The Love Songs of W.E.B. Dubois is primarily Ailey’s story, but it is also a sweeping saga of her family history in the small (fictional) town of Chicasetta, Georgia. From the native Creek people of the area, to the Scottish slave owner, to the enslaved blacks stolen from Africa, then forward in time generation to generation, Jeffers tells the stories of generation after generation, of abuse and the struggle for freedom, of joyous love and poisonous hatred, of determination and victory, of torture and addiction. At the end it is a story of hope and finding joy in a complicated life, with a very complex family.
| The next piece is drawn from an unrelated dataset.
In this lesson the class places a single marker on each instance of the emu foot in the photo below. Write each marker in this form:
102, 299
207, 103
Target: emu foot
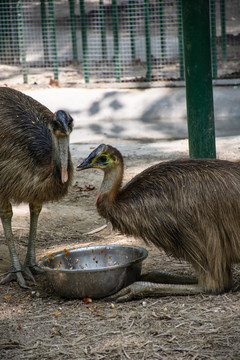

The themes of colonialism, slavery, colorism, and sexism are pervasive as we come forward from the 1700s to present day. Jeffers is a poet, and the story is told in a very poetic way, with main chapters telling Ailey’s story, interspersed with quotes from scholar W.E.B. Dubois, and poetic stories of her ancestors. The audiobook was 30 hours long, the physical book just shy of 800 pages. It was not too long. There was some confusion for me, as themes reoccurred, and I wasn’t sure if events were happening again to a different person, or if this was a retelling of something I had heard in an earlier chapter.
Highly recommended, though there are some scenes of addiction and pedophilia that are hard to get through. The parts of the book that stick with me are of the strength and resilience and overall goodness of some characters, more than the cruelty and heartbreak of others.
One Comment
StephLove
Sounds like a hefty book, both in length and theme.